Anyway so he came home at 7pm and had clearly been drinking. His mother had arrived that afternoon to stay for a few days. She hasn't seen him (or the kids) for 6 months. She had been waiting for him to come home since 4pm. He came in, tried to deny he had been drinking, whilst proceeding to talk utter shit all evening. MIL had no dinner as I went upstairs and left them to it as I couldn't bear being around him. Him being drunk didn't think to offer her anything. So she ended up in tears and eating a sandwich.
This morning he wants "to talk". It was a "small slip" apparently and he should get credit for trying so hard (an entire week and a half!!). It was a business lunch and it had been planned for months!! (Bullshit, I looked at his emails it was a mate he met in the pub!).
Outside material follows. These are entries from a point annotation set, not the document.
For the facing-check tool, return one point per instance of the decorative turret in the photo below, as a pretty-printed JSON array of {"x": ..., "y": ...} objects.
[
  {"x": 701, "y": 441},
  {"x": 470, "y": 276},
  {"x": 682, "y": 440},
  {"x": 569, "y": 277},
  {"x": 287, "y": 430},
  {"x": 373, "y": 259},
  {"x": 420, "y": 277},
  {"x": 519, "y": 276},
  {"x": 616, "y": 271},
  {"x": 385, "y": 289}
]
I have told him that he has blown it. That he made the choice to have a drink, and then made the choice to carry on drinking despite knowing that a) he was risking his family and b)his mother was sat at home waiting for him. Knowing his track record she even text him begging him not to ruin the weekend when it became clear he was drinking.
He is now saying that by arguing with him in front of his mother I am going to cause her to have a heart attack and die. That she has already been sick this morning from the stress. I did point out that had he remained sober she wouldn't be witnessing any of this.
So AIBU to not go along with playing happy families until she leaves after the weekend? I've had years of this and have had to cover up the reality of his drinking for so long. I'm now refusing to do it any longer. I'm open and honest that he is an alcoholic. I'm in work, yet again, having had no sleep because of the stress and anxiety he has caused me. I can't eat and feel sick in the pit of my stomach. Should I really be pretending all is fine and ok just because his elderly mother is here??